I can remember when TV was limited to just four or five broadcast channels, and that was it. I remember when the first 36-channel cable box arrived, with much rejoicing. I remember the days when VCRs first emerged, and how long it took for me to spend the big bucks (then) to buy one. In other words, my formative years were steeped in non-directed viewing, and it’s taking me some time to unlearn those habits.
Directed viewing is the future, and a lot of the present. When you dig around online to find a particular old Looney Tunes cartoon, or when you order an episode of Downton Abbey on demand, or when you pop in a DVD or Blu-ray disc, that’s directed viewing. The old days of flopping on the couch and channel surfing to see what’s on, that’s non-directed.

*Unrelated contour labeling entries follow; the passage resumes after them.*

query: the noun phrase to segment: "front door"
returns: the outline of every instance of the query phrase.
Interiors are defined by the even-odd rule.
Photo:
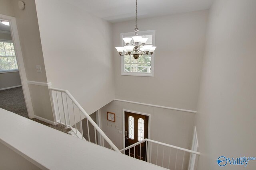
[[[148,138],[148,116],[125,111],[124,127],[125,147],[126,147]],[[140,149],[139,145],[135,148],[133,147],[130,149],[130,153],[129,149],[126,150],[125,154],[145,160],[146,149],[146,143],[142,143]]]

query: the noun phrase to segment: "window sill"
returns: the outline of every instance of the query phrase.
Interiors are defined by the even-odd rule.
[[[10,73],[10,72],[19,72],[19,70],[9,70],[9,71],[0,71],[0,74],[1,74],[1,73]]]
[[[122,72],[122,76],[140,76],[142,77],[154,77],[153,73],[141,73],[137,72]]]

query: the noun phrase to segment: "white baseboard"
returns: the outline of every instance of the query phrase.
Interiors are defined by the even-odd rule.
[[[0,90],[4,90],[10,89],[10,88],[15,88],[16,87],[21,87],[21,85],[13,86],[12,87],[6,87],[5,88],[0,88]]]
[[[36,119],[37,119],[38,120],[41,120],[42,121],[44,121],[45,122],[46,122],[46,123],[50,123],[50,124],[51,125],[56,125],[57,124],[58,124],[58,123],[57,123],[57,122],[54,122],[53,121],[50,121],[50,120],[48,120],[47,119],[43,118],[42,117],[40,117],[40,116],[37,116],[36,115],[35,115],[35,118]]]

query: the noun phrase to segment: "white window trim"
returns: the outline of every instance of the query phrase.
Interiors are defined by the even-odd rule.
[[[134,32],[132,32],[130,33],[121,33],[120,34],[120,44],[121,47],[123,47],[124,43],[123,41],[123,38],[125,36],[129,36],[131,35],[134,34]],[[152,45],[153,46],[155,46],[155,37],[156,37],[156,30],[148,30],[148,31],[139,31],[138,32],[138,35],[145,35],[145,34],[152,34],[153,35],[152,37]],[[155,63],[155,53],[154,53],[151,56],[151,72],[150,73],[141,73],[141,72],[125,72],[124,71],[124,56],[121,56],[121,75],[123,76],[142,76],[146,77],[154,77],[154,65]]]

Watching a lot of free-to-air TV networks, it’s easy to think, “Hey, I could run a channel as well as that.” FTA viewing is pretty much non-directed, unless you use a DVR with it. But satellite time is expensive, and internet streaming is pretty cheap. And that’s why I started experimenting with TVU Networks, as I explained a few posts ago.

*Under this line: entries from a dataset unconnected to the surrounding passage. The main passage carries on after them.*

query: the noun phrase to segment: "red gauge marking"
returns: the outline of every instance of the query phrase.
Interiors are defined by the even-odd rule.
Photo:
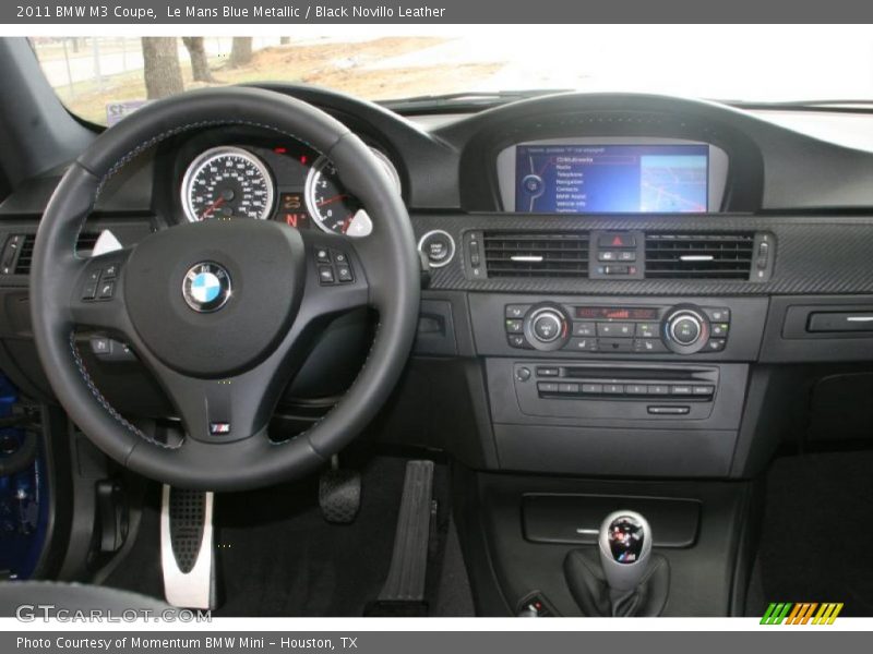
[[[210,206],[207,206],[205,209],[203,209],[203,213],[200,215],[200,219],[203,220],[204,218],[208,218],[212,215],[212,213],[218,207],[220,207],[223,204],[225,204],[225,198],[219,197]]]
[[[325,205],[333,204],[335,202],[339,202],[344,197],[347,197],[347,195],[345,193],[343,193],[340,195],[334,195],[333,197],[328,197],[327,199],[322,199],[320,203],[316,203],[315,206],[323,207]]]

You remember the old cartoon Falling Hare, where Bugs Bunny fights a gremlin? (You can watch it here.) The gremlin convinces Bugs to whack a bomb just right to make it go off. After a wild windup, just as he’s about to hit the bomb, Bugs stops short and yells, “What am I doing?” That was my flash of insight as I dug deeper into launching a 24-hour internet channel. It’s all in the difference between directed viewing and non-directed viewing.

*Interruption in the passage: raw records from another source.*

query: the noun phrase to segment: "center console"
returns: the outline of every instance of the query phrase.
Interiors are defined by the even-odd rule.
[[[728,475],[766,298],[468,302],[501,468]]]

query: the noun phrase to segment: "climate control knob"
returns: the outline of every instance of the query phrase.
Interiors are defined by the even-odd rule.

If you’re on the internet already, you have a zillion on-demand options for viewing content, and you’ll probably use them. Directed viewing. If you just want to hit the couch and flip around, you’ll probably be watching broadcast TV or cable/satellite channels. Non-directed viewing. Put it all together, and a 24-hour online-only entertainment channel is probably a bad idea. Good thing I stopped!